Western-style dances have muscled into Chinese fitness programs, especially those for white-collar women and young mothers, Payot Dance Studio's founder Sun Yushuo says.
More than 1,000 members have joined Payot's two studios in the capital, the first of which Sun opened nearly half a decade ago. With the monthly and yearly cards priced from 1,000 to 5,000 yuan, the studio offers seven types of classes, including jazz, Latin and ballet.
About 20 people came for the first lessons.
"But as Western culture-movies, music and fashion-influenced Chinese, and especially the youth, dance programs-hip-hop, salsa, Latin-have worked their ways into gyms that then developed dance studios," says Sun.
Sun graduated from Beijing Dance Academy with a major in traditional Chinese dance and choreography. He choreographed such government-sponsored galas as those for the 2010 Asian Games in Guangdong's provincial capital, Guangzhou, before opening his studio.
Wei Hong, a belly-dance teacher at Sun's studio since 2011, says she had to teach herself when she started in 2000 because there were no establishments offering training.
"I saw my body change," the 48-year-old says.
"I felt not only slimmer but also healthier and more confident.

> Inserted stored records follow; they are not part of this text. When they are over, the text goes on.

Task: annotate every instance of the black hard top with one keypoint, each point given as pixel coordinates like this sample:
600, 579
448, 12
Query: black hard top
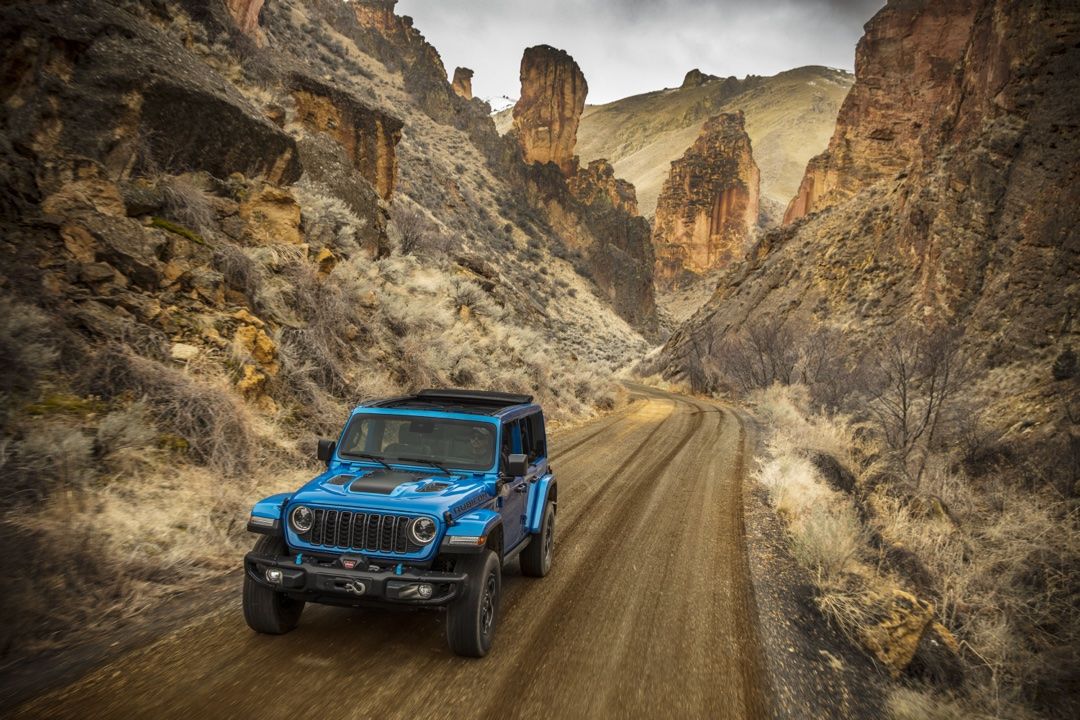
481, 402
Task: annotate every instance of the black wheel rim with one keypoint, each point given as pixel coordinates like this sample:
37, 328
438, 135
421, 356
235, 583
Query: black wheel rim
487, 607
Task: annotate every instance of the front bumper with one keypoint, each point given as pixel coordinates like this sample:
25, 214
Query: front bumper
332, 583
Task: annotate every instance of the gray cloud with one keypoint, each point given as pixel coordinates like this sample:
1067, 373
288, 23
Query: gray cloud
636, 45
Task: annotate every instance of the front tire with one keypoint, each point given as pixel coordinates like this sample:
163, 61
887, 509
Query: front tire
265, 609
472, 617
537, 558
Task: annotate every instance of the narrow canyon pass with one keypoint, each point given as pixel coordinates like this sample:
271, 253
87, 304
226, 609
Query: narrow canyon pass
801, 345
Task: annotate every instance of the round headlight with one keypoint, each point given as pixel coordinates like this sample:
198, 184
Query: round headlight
422, 530
302, 518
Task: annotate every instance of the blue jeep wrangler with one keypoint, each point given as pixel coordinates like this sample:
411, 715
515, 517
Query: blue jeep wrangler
423, 500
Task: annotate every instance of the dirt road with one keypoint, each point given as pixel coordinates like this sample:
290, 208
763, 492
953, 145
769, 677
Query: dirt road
647, 612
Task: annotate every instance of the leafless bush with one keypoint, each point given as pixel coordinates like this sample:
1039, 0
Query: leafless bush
26, 344
48, 457
914, 379
327, 221
240, 271
188, 204
416, 233
763, 354
213, 424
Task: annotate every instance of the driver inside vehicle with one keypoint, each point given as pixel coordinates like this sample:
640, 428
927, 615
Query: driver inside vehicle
480, 445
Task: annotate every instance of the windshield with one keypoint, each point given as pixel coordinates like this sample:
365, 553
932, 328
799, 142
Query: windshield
418, 440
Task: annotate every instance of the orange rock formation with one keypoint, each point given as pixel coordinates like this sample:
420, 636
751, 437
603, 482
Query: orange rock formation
547, 116
368, 136
904, 98
709, 205
462, 82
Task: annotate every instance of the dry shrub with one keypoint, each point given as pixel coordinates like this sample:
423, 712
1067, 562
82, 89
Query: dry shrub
188, 203
1006, 564
212, 422
126, 439
27, 345
910, 704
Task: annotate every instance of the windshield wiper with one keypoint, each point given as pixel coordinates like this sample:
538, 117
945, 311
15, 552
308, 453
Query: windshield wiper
427, 462
367, 456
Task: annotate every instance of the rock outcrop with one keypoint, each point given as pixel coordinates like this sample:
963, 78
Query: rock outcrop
368, 136
597, 181
245, 14
72, 85
462, 82
709, 205
696, 79
904, 102
956, 204
550, 107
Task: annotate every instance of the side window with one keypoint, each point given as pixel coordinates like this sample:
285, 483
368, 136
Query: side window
526, 438
507, 445
537, 445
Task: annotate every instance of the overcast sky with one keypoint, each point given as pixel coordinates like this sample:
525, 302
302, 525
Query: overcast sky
633, 46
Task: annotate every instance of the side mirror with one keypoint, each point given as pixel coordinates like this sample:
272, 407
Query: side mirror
326, 450
517, 464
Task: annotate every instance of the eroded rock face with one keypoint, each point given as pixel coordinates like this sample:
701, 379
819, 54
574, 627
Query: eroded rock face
905, 98
597, 181
88, 79
694, 79
245, 14
462, 82
549, 110
709, 205
977, 229
368, 136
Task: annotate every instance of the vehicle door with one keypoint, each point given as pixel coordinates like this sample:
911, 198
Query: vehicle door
514, 492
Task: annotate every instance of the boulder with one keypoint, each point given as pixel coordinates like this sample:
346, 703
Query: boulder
709, 205
92, 80
548, 113
462, 82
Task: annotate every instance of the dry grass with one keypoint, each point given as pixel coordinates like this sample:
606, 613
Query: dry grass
1002, 558
213, 424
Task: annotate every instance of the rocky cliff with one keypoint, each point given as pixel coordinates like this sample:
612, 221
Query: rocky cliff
948, 195
709, 205
903, 106
790, 118
462, 82
245, 14
548, 112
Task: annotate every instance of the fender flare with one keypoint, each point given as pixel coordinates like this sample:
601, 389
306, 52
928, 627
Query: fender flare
542, 489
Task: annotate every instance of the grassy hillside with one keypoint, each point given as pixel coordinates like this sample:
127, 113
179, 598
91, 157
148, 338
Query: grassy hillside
790, 118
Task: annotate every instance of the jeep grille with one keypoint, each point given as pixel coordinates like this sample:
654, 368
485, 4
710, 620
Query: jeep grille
368, 532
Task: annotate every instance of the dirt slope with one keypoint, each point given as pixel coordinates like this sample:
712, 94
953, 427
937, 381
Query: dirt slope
648, 611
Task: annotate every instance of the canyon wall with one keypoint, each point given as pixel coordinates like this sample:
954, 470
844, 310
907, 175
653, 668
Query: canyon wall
462, 82
709, 205
949, 194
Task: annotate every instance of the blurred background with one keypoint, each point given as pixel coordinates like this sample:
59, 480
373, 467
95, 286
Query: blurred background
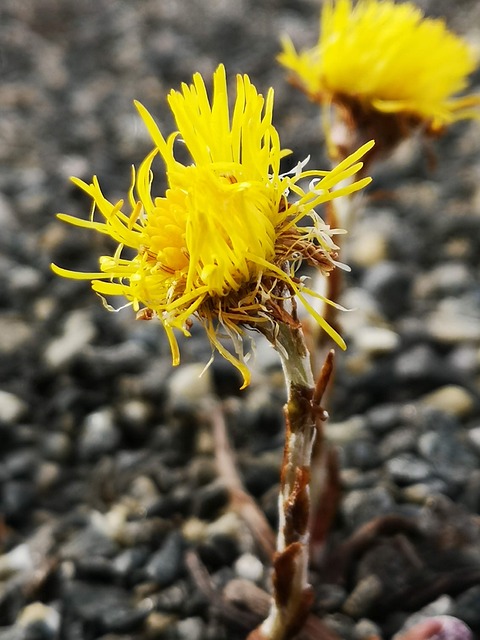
107, 473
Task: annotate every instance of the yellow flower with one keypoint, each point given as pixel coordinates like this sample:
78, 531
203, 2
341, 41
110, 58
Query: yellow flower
223, 243
386, 58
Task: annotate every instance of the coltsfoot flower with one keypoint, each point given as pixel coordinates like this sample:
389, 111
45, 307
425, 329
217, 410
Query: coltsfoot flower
224, 242
379, 58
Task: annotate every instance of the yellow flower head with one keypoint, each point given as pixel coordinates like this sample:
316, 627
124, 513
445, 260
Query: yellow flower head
388, 58
223, 243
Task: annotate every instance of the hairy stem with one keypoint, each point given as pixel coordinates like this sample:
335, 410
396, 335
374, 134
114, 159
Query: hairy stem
292, 594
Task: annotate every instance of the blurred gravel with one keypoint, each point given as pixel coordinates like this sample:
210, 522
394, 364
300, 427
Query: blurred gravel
107, 478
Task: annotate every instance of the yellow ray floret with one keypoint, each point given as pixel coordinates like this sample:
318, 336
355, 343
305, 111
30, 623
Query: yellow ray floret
390, 58
223, 242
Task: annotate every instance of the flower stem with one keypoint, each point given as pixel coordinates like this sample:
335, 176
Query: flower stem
292, 594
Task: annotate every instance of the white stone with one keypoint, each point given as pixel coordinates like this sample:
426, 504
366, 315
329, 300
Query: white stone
451, 399
12, 408
78, 332
376, 340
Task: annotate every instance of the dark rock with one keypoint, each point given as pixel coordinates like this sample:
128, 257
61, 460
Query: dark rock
390, 285
408, 468
166, 565
467, 608
17, 498
208, 500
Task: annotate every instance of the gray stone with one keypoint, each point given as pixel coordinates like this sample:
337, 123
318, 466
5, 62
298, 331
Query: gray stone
190, 629
166, 565
99, 435
467, 607
452, 399
362, 505
12, 408
389, 283
449, 457
408, 468
78, 332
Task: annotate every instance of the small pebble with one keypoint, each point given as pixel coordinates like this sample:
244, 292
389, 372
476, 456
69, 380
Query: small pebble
452, 399
78, 332
99, 435
249, 567
408, 469
12, 408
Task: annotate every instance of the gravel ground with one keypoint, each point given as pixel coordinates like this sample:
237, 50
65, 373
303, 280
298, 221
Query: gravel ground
115, 523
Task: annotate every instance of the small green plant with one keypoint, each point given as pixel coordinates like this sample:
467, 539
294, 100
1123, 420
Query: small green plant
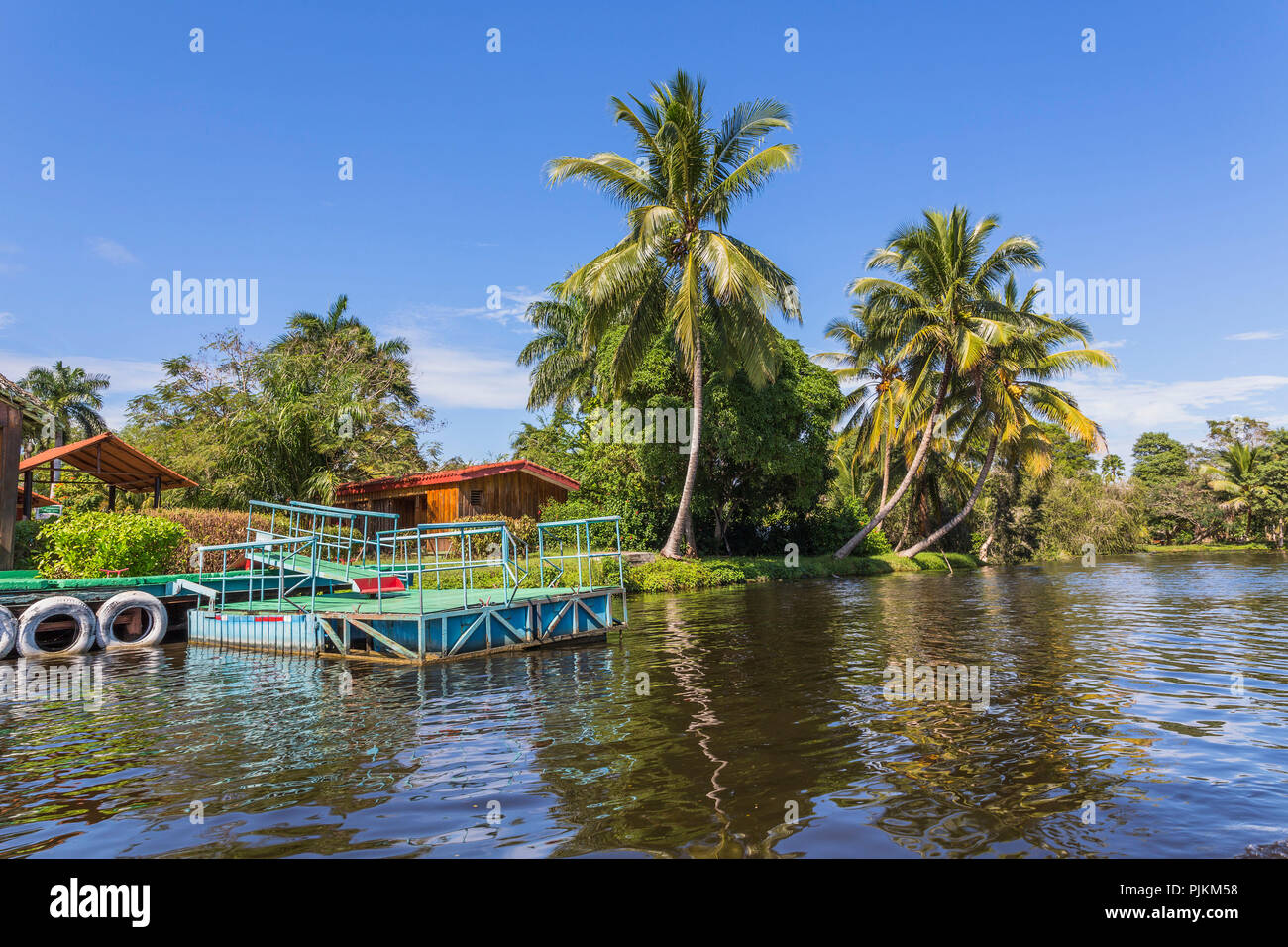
86, 545
27, 543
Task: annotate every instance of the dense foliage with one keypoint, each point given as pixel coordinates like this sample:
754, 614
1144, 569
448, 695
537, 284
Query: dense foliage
763, 471
323, 405
89, 545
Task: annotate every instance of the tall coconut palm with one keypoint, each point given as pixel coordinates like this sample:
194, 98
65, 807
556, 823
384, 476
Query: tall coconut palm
1112, 468
678, 268
72, 398
1010, 394
563, 368
871, 415
938, 300
1232, 474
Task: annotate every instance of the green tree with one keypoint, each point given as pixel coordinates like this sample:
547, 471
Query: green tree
72, 397
563, 368
1234, 475
1112, 468
678, 265
938, 302
325, 403
875, 414
1013, 395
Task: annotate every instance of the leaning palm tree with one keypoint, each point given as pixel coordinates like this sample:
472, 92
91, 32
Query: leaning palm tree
1012, 395
72, 397
678, 268
1232, 474
938, 302
314, 328
1112, 468
563, 369
871, 414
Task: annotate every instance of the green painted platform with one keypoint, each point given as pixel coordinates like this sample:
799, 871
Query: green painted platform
436, 602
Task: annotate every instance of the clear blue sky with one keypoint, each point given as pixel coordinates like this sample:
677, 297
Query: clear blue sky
223, 163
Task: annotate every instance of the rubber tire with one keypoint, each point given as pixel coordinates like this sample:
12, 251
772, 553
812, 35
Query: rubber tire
111, 609
86, 626
8, 631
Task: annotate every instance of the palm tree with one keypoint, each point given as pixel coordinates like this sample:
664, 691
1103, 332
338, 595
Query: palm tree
1112, 468
314, 328
938, 303
1012, 395
1232, 474
72, 397
563, 369
871, 414
678, 268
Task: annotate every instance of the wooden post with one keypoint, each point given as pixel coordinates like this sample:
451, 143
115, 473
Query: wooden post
11, 445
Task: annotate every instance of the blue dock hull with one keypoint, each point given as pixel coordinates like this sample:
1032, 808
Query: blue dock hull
485, 628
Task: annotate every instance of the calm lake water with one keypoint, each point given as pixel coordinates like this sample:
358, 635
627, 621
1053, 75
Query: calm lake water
764, 731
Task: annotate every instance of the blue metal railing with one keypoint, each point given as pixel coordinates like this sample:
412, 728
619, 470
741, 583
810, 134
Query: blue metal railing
278, 558
342, 536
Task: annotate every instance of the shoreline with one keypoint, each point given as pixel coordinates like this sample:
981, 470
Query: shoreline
715, 573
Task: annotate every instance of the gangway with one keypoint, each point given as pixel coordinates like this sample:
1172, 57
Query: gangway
353, 583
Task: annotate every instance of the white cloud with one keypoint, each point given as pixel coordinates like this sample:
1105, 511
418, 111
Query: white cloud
1147, 405
129, 376
111, 252
514, 304
1253, 337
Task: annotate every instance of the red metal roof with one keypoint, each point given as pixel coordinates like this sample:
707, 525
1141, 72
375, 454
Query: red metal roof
114, 462
445, 478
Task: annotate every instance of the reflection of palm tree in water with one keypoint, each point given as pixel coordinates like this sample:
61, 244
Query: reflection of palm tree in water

It was considered too sexy by many dance students then."
She learned from DVDs and books.
Sun points out many Western dances feature fast music and unconventional movements that distinguish them from the slow and conservative Chinese folk dances.
He says different personalities study different styles.
"Freer spirits choose belly dancing, Latin and jazz. Chinese folk dances are better for shy students."
Competition is fierce, Li says.
That ups the standards for instruction, cosmetics and onstage opportunities.
Li will lead 18 children to compete in a contest in Taiwan in late August.
"Some people dance to dance, others for exercise," Li says.
"But all who dance regularly form an emotional attachment to it."